Si rien des réalités de cette vie n’est occulté, Jésus invite donc à se lier à lui par un acte de foi et d’amour : "Celui qui croit en moi obtient la vie éternelle". La force de l’Alliance va jusque-là, à savoir que le Seigneur s’est lié à nous de telle façon que l’imperfection de notre foi, l’imperfection de notre vie ne peuvent faire obstacle à la volonté de salut de Dieu. Certes, comme le dit encore saint Paul, chacun est responsable de ce qu’il fait. Mais chacun peut lier sa prière à la puissance d’intercession du Christ pour le salut. Nous ne pouvons pas, en vérité, juger la vie de ceux qui nous précèdent et certainement pas celle du Père de Foucauld. Même si nous pensons que leur vie chrétienne est insuffisante, même si nous regrettons amèrement les atteintes graves ou légères à la charité, voire à la justice, les disputes et les conflits que nous avons eus, nous pouvons faire fond sur la solidarité qui nous vient du Christ. C’est donc à bon droit que nous prions pour le salut éternel de nos défunts et donc pour le Père de Foucauld.
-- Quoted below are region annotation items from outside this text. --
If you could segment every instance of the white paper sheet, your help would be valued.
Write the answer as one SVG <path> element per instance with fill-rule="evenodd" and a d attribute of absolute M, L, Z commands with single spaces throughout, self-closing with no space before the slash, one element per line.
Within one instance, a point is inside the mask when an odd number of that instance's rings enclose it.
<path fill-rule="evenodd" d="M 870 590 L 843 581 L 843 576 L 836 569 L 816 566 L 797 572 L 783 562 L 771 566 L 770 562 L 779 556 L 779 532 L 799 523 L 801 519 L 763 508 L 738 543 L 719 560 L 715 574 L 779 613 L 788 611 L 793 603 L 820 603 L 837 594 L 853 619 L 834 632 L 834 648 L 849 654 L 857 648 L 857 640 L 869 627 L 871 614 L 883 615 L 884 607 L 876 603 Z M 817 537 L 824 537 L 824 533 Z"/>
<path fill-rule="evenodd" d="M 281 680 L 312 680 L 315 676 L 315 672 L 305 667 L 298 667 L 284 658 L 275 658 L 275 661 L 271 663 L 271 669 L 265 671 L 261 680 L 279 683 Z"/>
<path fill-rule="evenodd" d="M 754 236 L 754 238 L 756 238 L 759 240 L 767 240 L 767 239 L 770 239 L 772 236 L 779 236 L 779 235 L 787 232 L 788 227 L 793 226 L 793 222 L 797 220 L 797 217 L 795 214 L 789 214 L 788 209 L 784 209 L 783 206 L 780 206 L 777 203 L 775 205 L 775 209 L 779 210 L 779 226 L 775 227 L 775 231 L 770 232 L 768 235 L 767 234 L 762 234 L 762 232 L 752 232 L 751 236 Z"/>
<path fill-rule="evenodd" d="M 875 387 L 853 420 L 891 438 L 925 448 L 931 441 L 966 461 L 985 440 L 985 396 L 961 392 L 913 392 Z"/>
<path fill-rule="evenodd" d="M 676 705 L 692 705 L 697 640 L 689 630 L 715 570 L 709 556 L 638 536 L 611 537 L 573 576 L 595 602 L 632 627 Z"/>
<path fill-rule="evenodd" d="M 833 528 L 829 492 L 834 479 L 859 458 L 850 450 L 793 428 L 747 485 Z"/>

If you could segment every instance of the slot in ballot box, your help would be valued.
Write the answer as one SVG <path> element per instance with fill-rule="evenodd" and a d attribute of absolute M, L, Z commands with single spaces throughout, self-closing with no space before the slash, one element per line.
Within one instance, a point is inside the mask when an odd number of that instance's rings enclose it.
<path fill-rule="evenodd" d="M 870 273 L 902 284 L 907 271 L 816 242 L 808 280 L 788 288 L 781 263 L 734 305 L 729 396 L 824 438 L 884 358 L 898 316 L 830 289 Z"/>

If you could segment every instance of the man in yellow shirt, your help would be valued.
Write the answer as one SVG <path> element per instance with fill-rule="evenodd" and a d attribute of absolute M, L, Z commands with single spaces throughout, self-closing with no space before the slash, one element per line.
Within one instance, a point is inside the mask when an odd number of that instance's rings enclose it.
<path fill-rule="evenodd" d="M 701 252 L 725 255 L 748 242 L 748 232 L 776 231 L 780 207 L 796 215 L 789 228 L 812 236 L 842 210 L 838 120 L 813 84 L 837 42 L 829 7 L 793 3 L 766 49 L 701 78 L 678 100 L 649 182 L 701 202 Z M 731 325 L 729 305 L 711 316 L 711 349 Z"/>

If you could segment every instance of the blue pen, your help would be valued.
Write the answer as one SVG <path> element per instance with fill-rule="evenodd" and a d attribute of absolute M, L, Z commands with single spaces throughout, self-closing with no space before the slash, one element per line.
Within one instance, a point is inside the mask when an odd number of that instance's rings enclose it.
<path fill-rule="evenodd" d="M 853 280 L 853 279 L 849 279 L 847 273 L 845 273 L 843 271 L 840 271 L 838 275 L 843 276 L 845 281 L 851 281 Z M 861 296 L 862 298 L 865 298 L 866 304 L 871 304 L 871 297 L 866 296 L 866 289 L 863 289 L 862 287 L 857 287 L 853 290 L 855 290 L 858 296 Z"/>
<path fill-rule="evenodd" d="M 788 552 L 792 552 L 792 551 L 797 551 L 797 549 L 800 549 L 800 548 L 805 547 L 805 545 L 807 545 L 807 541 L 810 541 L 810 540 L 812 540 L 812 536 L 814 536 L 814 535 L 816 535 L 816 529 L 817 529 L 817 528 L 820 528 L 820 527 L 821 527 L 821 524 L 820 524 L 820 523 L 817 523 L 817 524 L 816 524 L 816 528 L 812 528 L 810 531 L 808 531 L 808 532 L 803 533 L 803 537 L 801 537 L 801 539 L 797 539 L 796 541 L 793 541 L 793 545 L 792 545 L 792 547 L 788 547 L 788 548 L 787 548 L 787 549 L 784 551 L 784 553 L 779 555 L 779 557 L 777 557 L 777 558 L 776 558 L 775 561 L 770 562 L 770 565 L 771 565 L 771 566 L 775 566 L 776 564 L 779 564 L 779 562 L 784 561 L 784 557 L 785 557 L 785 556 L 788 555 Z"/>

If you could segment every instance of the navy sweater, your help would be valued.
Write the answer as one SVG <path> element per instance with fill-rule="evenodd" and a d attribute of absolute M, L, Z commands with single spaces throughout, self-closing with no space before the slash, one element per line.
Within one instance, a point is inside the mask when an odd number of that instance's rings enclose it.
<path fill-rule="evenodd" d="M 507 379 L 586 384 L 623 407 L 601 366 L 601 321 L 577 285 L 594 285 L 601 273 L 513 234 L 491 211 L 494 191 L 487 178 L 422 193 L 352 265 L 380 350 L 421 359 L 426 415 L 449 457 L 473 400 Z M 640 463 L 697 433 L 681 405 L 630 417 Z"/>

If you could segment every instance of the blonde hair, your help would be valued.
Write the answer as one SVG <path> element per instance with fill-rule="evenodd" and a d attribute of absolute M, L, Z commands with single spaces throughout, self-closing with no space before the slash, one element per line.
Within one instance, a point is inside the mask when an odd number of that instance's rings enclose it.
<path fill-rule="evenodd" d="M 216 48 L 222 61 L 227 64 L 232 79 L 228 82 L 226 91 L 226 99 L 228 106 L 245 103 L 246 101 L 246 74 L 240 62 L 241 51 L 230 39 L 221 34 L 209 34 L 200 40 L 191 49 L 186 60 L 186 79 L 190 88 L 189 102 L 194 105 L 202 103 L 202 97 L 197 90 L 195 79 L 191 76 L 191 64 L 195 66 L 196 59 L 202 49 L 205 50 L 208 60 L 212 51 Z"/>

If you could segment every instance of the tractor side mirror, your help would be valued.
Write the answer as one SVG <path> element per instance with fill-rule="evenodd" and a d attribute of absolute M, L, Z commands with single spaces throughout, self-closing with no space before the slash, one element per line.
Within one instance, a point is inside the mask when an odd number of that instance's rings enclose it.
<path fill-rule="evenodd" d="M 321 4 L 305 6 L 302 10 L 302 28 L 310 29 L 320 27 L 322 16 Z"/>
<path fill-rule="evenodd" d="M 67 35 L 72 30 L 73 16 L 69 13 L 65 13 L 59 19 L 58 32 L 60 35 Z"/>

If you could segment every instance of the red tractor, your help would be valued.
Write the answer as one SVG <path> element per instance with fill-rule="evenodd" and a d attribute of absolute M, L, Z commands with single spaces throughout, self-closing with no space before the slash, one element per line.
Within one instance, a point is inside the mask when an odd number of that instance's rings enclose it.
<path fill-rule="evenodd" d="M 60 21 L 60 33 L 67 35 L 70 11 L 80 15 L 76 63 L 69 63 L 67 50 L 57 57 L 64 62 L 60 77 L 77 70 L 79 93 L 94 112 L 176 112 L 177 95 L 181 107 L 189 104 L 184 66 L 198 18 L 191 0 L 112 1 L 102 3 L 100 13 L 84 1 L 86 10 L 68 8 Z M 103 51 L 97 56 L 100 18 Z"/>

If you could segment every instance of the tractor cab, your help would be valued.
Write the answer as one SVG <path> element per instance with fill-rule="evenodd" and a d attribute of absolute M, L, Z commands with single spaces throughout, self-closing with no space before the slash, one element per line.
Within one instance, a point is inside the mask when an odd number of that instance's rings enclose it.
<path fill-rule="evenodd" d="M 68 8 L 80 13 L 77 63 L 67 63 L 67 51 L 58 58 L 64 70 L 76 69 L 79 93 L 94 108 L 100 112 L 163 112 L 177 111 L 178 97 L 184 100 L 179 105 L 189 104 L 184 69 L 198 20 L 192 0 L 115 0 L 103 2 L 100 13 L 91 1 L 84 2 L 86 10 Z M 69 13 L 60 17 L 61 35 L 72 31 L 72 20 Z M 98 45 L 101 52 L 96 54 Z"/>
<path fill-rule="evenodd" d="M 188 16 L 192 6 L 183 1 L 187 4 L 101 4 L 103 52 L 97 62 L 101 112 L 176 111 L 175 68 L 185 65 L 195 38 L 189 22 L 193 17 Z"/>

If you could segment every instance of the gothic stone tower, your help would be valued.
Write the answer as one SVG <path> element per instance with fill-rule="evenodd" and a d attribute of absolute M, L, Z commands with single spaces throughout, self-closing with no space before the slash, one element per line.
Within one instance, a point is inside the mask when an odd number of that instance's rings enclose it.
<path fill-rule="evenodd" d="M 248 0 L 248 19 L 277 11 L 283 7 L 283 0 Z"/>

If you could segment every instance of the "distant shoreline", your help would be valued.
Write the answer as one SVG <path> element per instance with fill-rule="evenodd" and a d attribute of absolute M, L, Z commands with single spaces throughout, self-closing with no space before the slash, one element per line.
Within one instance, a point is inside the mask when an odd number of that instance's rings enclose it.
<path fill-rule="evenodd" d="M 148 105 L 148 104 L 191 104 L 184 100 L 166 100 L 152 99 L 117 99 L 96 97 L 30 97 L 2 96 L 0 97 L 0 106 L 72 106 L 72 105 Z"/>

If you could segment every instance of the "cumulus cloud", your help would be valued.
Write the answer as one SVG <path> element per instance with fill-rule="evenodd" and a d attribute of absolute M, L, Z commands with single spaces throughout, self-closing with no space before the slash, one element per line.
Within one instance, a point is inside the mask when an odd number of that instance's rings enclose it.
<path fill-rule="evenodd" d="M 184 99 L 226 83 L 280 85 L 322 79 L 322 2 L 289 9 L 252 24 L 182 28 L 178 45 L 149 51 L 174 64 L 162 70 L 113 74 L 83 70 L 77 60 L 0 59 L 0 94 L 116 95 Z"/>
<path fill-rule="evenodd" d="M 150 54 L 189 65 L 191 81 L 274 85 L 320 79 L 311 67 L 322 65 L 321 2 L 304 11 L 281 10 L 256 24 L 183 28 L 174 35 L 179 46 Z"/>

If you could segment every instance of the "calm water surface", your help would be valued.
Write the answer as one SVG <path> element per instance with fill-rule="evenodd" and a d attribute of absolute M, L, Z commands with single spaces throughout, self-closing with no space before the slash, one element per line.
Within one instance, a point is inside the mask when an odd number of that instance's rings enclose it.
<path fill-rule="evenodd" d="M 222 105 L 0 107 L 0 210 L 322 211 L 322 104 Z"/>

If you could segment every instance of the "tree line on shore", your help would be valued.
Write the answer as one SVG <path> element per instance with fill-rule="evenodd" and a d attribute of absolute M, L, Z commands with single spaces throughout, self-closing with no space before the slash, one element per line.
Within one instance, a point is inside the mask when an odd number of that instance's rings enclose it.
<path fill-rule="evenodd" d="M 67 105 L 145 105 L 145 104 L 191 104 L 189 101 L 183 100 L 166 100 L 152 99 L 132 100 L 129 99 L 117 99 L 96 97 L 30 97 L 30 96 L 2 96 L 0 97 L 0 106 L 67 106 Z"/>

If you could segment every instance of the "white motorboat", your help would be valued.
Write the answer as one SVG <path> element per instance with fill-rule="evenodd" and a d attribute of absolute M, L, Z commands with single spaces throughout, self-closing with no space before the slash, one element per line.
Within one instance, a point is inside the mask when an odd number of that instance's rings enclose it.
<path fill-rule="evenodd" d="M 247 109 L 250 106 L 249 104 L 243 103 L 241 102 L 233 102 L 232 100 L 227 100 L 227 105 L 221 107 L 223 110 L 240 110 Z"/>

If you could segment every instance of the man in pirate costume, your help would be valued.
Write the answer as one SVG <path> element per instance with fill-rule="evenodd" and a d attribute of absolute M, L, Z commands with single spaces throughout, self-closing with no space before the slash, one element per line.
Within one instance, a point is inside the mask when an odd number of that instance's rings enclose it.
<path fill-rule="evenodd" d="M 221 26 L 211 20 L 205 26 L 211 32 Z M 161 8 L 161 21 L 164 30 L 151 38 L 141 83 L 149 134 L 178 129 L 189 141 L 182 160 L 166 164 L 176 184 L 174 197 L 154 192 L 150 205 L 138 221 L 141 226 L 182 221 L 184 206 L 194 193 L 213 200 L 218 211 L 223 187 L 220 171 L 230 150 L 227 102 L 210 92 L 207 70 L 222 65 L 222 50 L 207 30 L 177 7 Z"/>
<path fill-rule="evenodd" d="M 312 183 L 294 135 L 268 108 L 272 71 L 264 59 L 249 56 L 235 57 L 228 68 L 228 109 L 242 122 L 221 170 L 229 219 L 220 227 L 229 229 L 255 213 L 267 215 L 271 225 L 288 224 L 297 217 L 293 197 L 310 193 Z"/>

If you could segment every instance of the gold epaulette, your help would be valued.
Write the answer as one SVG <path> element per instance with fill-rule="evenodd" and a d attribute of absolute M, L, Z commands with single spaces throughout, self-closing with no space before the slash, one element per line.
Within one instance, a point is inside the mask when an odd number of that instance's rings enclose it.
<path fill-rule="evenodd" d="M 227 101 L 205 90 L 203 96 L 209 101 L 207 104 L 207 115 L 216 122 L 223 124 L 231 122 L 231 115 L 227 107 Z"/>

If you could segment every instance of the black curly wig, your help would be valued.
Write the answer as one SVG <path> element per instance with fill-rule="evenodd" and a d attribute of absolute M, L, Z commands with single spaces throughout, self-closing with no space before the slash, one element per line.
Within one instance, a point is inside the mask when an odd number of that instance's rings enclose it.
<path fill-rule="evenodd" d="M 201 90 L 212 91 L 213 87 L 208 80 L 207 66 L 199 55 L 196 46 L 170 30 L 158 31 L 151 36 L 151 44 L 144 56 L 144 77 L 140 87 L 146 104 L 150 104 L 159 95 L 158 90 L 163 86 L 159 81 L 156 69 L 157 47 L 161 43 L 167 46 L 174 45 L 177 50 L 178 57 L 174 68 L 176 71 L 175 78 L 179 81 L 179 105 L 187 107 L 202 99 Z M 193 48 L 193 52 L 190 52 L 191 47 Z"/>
Nous ne pouvons pas, en vérité, juger la vie de ceux qui nous précèdent et certainement pas celle du Père de Foucauld.
Autrefois, en raison des circonstances de sa mort, nous n’aurions pas pu célébrer la messe qui consiste à appliquer les mérites du mystère pascal au Père de Foucauld. Aujourd’hui nous pensons, avec les progrès de la réflexion sur les drames psychologiques sans qu’on sache les soigner, qu’il y a eu quelque chose de compulsif dans le comportement d’un homme de foi comme le P. de Foucauld qui l’a mené à cette horrible extrémité. Nous ne pouvons que le remettre à Dieu pour qu’il le prenne en pitié.
Que la Bienheureuse Vierge Marie, Mère de Dieu, nous aide. Elle a assisté son Fils mourant sur la croix. Elle a éprouvé la compassion d’une mère pour son fils avec toute la tendresse qu’on imagine. Elle a vécu la compassion au sens fort parce qu’elle a été associée dans la foi à la Passion. A cette compassion, nous sommes tous appelés pour faire l’offrande de nos vies associées à celle du Christ mais aussi pour offrir la vie de notre frère François-Armand que nous accompagnons jusque dans la mort.
Cependant, rappelons-nous, parce que chacun de nous à cette heure pense à sa propre mort : quand un homme meurt, il naît à la vie éternelle dans la logique de son baptême. Au baptême, nous avons déjà renoncé à cette vie qui ne tient qu’à elle-même pour recevoir toute celle qui vient de Dieu. Et cette vie éternelle est déjà commencée. Lorsque nous mourrons, nous acquiescerons à notre baptême. En abandonnant tout, nous recevrons tout de Dieu, tout son amour, toute sa vie. Saint-Paul ajouterait : "Retenez ce que je viens de vous dire et réconfortez-vous les uns les autres".
Prions pour que François-Armand de Foucauld et tous les défunts reposent en paix."